El amor.
Un concepto con aroma a limón que vuela con alas plateadas y polvo de estrellas.
Un ángel de plata que promete la calidez de un amante y la suavidad de un amigo.
Un niño que te ofrece inocentemente la mano pegajosa de sus caramelos favoritos. Su nombre es desconocido para ti, pero no puedes evitar sonreír y entrelazar tus dedos con los suyos, incluso si la sensación es desagradable.
Porque así es el amor. Paciente. Amable. Sincero.
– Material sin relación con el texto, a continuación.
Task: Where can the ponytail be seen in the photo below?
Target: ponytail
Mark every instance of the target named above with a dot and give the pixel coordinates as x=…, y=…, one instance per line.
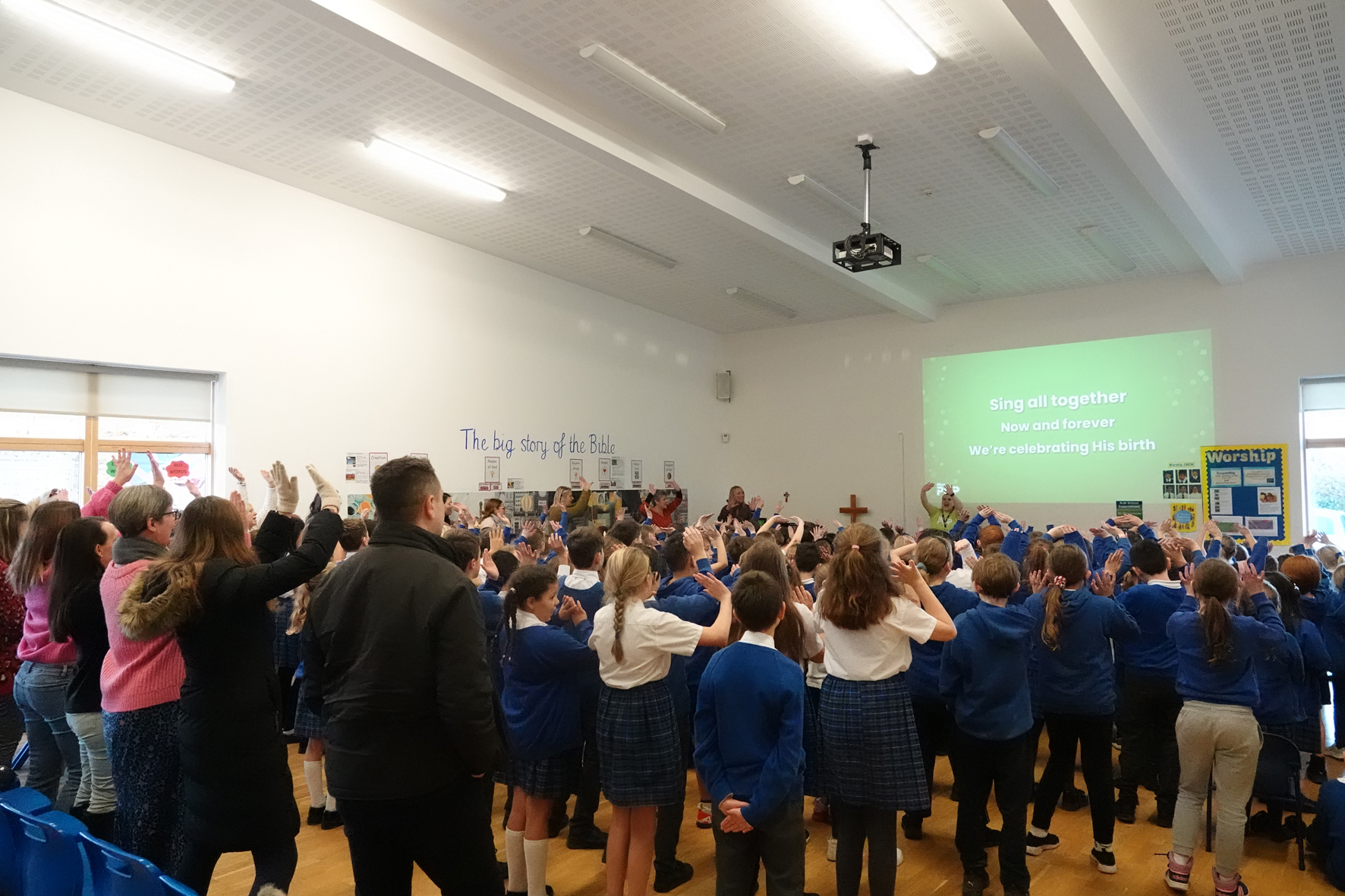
x=524, y=584
x=625, y=574
x=1215, y=586
x=1066, y=565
Pegajoso.
Una emoción que te hace volar al compás de los huracanes y las nubes de azúcar, que te hace olvidar que anteriormente te sentiste vacío.
Un limón alegre de sonrisa aniñada.
Pero entonces ves la realidad y ese feliz limón se pudre, llegando hasta tus heridas.
Hirviendo hasta el núcleo, lo único que quedan son los huesos y el polvo, envejecidos por la experiencia de los amores sinceros y el líquido de los limones viejos.
El amor no es como el de los libros.
El amor viste alas negras y desprende una luz cegadora similar a la del Sol. Nos quema las retinas y nos nubla la visión.
Y al final, solo quedas tú a oscuras contigo mismo.
Las cortinas bajadas.
Las pupilas enrojecidas y dilatas.
Las mejillas pegajosas.
Tu corazón marchito.
Y aquel limón que tantas risas te proporcionó, podrido en una esquina de tu habitación.